The #1 Nuclear State in America Can't Figure Out How to Sell Power to Data Centers
A research brief on the collision between AI infrastructure ambition, grid constraints, and regulatory paralysis in the nation’s #1 nuclear state
Illinois ranks fourth in the U.S. by number of data centers — more than 220 sites (estimates range from 222 to 244 depending on the source), concentrated in and around Chicago. The state generates more nuclear power than any other, operates top-tier fiber routes, and sits on flat, buildable land with access to Great Lakes water. On paper, it should be one of the best data center markets in America.
Instead, it’s becoming one of the most contested.
In the past 90 days, at least six Illinois communities have imposed moratoriums, rejected proposals, or held packed public meetings opposing data center development. The governor has reversed course on tax incentives he signed into law in 2019. A sweeping regulatory bill — the POWER Act — is working through committee. And behind all of it sits a basic, unresolved problem: the grid cannot support what’s being proposed.
This brief maps the full picture — the projects, the grid math, the regulatory landscape, and the community dynamics — for anyone trying to understand what’s actually happening in Illinois.
The Grid Math
A December 2025 state resource adequacy study projects power shortfalls beginning in the Commonwealth Edison (ComEd) service territory in northern Illinois by 2029, and in Ameren’s downstate territory by 2031.
The numbers behind those shortfalls:
Illinois data centers currently operate roughly 1,200 MW of capacity, consuming approximately 12 TWh/year — enough to power 1.1 million homes.
An additional ~3,900 MW of new capacity is in the planning pipeline across 22 proposed projects.
ComEd has received over 75 data center interconnection applications totaling more than 28 GW of combined load.
AI development alone is expected to drive power demand in the Chicago area up by as much as 900%.
The Union of Concerned Scientists estimates data centers could account for 64–72% of energy demand growth in Illinois by 2030.

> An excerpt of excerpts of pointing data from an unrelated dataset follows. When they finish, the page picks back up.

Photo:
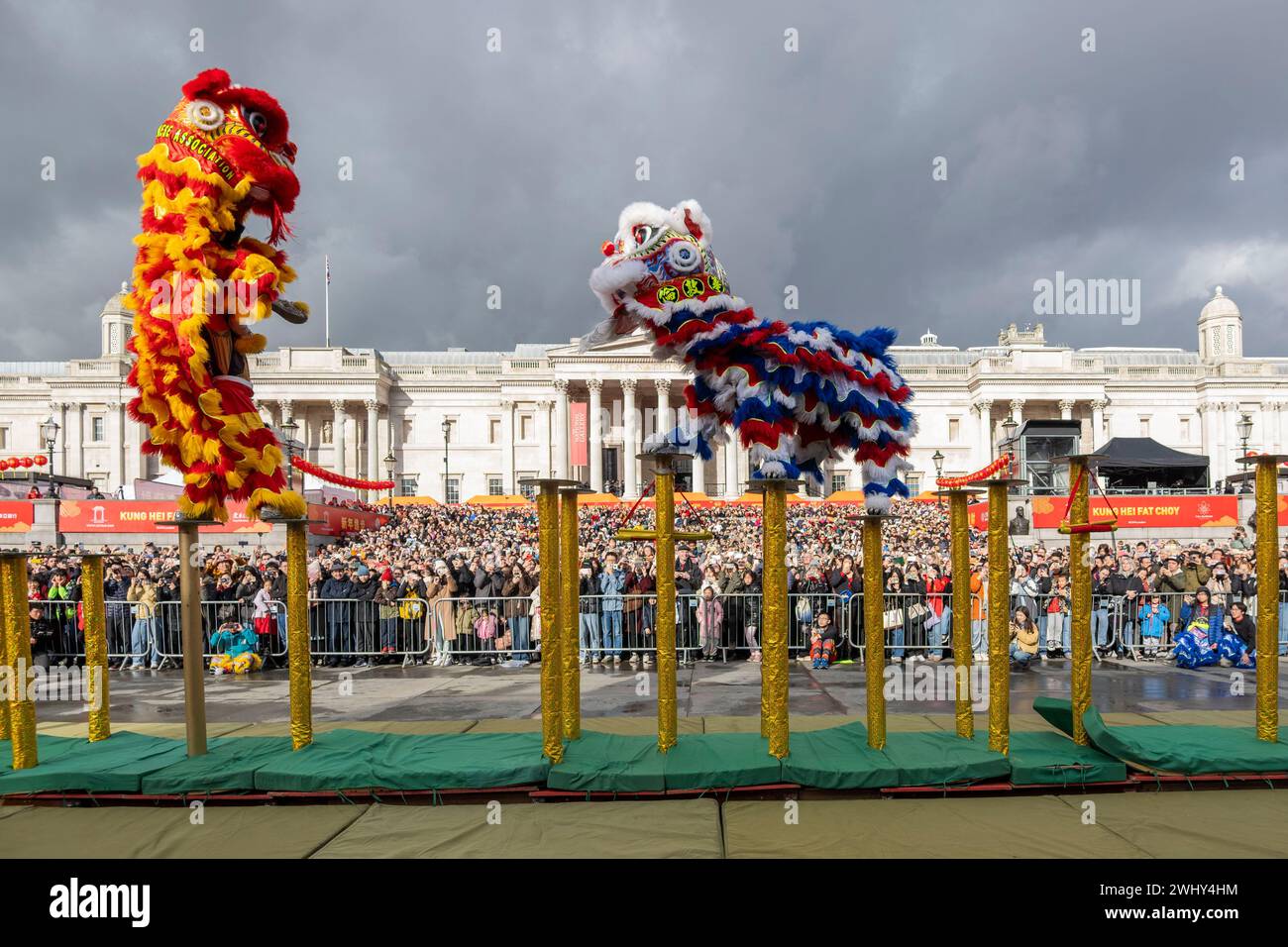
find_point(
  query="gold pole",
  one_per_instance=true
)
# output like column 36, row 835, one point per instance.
column 95, row 647
column 1267, row 600
column 1080, row 594
column 999, row 622
column 570, row 615
column 193, row 664
column 958, row 539
column 664, row 479
column 5, row 668
column 297, row 657
column 773, row 654
column 874, row 629
column 548, row 528
column 17, row 633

Projected system costs tied to data center growth: $24–37 billion through 2050.
The impact on consumers is already measurable. The capacity portion of a typical ComEd residential bill jumped from roughly $0.91/month in mid-2024 to approximately $8.00/month by mid-2025 — an increase exceeding 775%. Statewide, electricity costs rose about 15% between 2024 and 2025, compared to a national average of 4.5%. The Citizens Utility Board estimates Chicago-area electric bills could rise another $70 within three years, driven primarily by data center demand.
Adding pressure: the PJM interconnection queue — the pipeline through which new generation connects to the northern Illinois grid — has been frozen since late 2025 due to a backlog exceeding 200 GW, and won’t reopen until April 2026. Ameren, which serves downstate, has over 1,700 projects waiting in its own queue and won’t fully transition to concurrent (parallel) application review until January 2027.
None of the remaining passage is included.